Prior of the Celestines.
Thou findest in that wily queen no crime.
So be it! and 'tis well. But tribune, know,
Ill chosen are the praises thou bestowest
On her immunity from harm, in touching
The fever'd and infected. She was led
Into such places by unholy hands.
I come not an accuser: I would say
Merely, that Queen Giovanna was anointed
By the most potent sorceress, Filippa
The Catanese.
Rienzi.
Anointed Queen?
Prior.
Her palms
Anointed, so that evil could not touch them.
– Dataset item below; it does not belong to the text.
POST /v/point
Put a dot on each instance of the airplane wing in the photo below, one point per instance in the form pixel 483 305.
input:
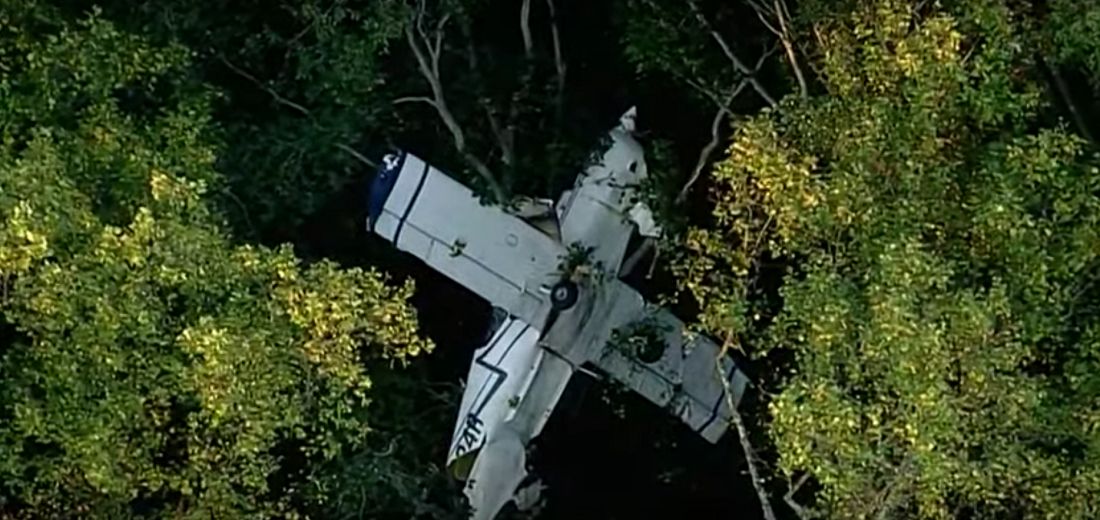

Filippa, with some blacker spirits, helpt
To cure the sick, or comfort them unduly.
Rienzi.
Among the multitude of sorceresses
I find but very few such sorceries,
And, if the Church permitted, would forgive them.
Prior.
In mercy we, in mercy, should demur.
Rienzi.
How weak is human wisdom! what a stay
Is such stout wicker-work about the fold!
Prior.
Whether in realms of ignorance, in realms
By our pure light and our sure faith unblest,
Or where the full effulgence bursts from Rome,
No soul, not one upon this varied earth,
Is unbeliever in the power of sorcery:
How certain then its truth, the universal
Tongue of mankind, from east to west, proclaims.
Rienzi.
With reverential and submissive awe,
People of Rome! leave we to holy Church
What comes not now before us, nor shall come,
While matters which our judgments can decide
Are question'd, while crown'd heads are bowed before us.